DENVER—A man who once faced the death penalty for a brutal prison slaying has won a new trial after a Colorado judge ruled that prosecutors failed to turn over evidence that could have helped the man prove his innocence.
David Bueno, 46, a former inmate at Limon Correctional Facility, was convicted of first-degree murder in April 2008 in the death of Jeffrey Heird. District Judge Douglas Tallman ruled Friday that prosecutors failed to turn over a letter and prison reports that suggested other inmates killed Heird in 2004.
Tallman said the information bolstered Bueno’s defense and could have affected the trial’s outcome. He said failing to turn over the information “is a violation requiring a severe sanction.”
District Attorney Carol Chambers had sought the death penalty against Bueno, but jurors recommended a life sentence instead. Assistant District Attorney Leslie Hansen said they disagree that prosecutors withheld evidence or that the documents could have helped Bueno.
An appeal will be filed with the Colorado Court of Appeals on Thursday, Hansen said.
Bueno, who was serving a 24-year sentence for burglary, and Alejandro Perez, an inmate serving a sentence for second-degree murder, immediately became the focus of the probe into Heird’s death after investigators found an anonymous note near Heird’s cell naming the two men.
Public defense attorney Derek Samuelson had argued that a white supremacist gang Heird was involved in was responsible for his slaying, because he didn’t warn gang members they were being investigated for smuggling drugs.
Documents obtained by prosecutors but not turned over to defense attorneys during the trial include an inmate “hit” list unconnected to Bueno that names three other inmates who were to be “exterminated” and a report written by the prison’s gang intelligence officer.
The intelligence officer raised the prospect that Heird’s death and the suspicious death of another inmate named in the letter were related. An investigation later found that the other inmate died of natural causes, Hansen said.
“This (inmate) note substantiated the defense theory and validated what we were telling the jury all along,” Samuelson, who is now in private practice, told The Associated Press. “And it was not provided to us in a timely fashion, and had it been, would have resulted in a different result.”
Jurors had become deadlocked after four days of deliberations, an indication that some of the jurors didn’t buy the prosecution’s case, Samuelson said. Jurors returned a guilty verdict after further instructions from the judge, but declined to recommend the death penalty sought by prosecutors.
Hansen said Bueno’s defense attorneys reviewed the prison’s investigation file months before Bueno’s trial, which also contained the documents Tallman deemed were crucial to Bueno’s defense. The documents were found in a prosecutor’s file and turned over to Bueno’s defense team in July 2009.

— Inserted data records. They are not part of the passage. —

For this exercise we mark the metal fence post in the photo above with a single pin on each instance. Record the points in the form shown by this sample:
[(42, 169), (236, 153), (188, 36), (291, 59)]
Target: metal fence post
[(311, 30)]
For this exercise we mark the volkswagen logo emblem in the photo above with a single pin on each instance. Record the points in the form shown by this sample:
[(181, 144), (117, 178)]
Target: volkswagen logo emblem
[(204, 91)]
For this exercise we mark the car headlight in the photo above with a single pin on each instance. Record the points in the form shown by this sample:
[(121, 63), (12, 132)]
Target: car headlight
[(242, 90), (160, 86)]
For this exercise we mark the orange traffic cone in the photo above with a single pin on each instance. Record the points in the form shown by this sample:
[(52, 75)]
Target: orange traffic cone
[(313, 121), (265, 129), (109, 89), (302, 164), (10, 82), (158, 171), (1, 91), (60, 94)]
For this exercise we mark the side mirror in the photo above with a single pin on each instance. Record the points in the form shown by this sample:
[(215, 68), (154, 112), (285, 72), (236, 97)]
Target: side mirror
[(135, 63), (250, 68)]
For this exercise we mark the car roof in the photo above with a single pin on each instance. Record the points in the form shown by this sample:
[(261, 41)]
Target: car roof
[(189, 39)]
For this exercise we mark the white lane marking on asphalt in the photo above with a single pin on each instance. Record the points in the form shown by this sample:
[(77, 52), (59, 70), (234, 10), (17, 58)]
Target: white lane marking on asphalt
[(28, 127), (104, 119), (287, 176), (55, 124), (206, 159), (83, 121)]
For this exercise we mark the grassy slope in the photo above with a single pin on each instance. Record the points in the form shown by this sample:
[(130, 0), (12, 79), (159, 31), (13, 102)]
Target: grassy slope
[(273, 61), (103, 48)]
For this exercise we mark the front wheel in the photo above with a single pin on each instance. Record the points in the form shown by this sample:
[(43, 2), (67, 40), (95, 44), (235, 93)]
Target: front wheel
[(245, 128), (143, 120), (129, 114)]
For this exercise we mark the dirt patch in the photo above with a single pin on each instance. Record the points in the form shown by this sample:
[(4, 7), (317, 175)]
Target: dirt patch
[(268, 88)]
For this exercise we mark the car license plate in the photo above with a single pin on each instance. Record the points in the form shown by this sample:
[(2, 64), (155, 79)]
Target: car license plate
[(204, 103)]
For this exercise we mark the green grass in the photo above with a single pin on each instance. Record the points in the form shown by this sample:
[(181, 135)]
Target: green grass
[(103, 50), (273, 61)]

“I think they saw it, but they didn’t make anything of it. It didn’t mention Perez or Bueno,” Hansen said. “It wasn’t relevant for them” or to prosecutors, she added.
“Now everybody is making it to be the magic silver bullet,” she said, adding that another inmate testified that the “hit” letter is a fake.
The documents were discovered after a judge in Perez’s case, one of Bueno’s co-defendants whose case is pending, ordered a review of a prosecutor’s file. A third man faces a charge of serving as a lookout.
Bueno remains incarcerated at the Colorado State Penitentiary.
Bueno’s case is the third murder case that has been overturned in the past three years after allegations of prosecutors failing to turn over evidence.
Timothy Masters was released from prison in January 2008 after new DNA tests pointed to other suspects. Former Larimer County prosecutors Terence Gilmore and Jolene Blair, who are now judges up for retention, were censured for failing to turn over evidence.
The lead detective in that cases, Fort Collins police Lt. Jim Broderick is accused of lying in the investigation and Masters’s trial, and has been charged with perjury. He has denied wrongdoing.
In the second case, Tim Kennedy was released from prison in May 2009 after a judge threw out his conviction in a 1991 double-slaying in Colorado Springs. Among the reasons, a judge ruled that now discredited evidence was allowed at his trial and prosecutors failed to turn over a jailhouse letter that could have helped prove his innocence.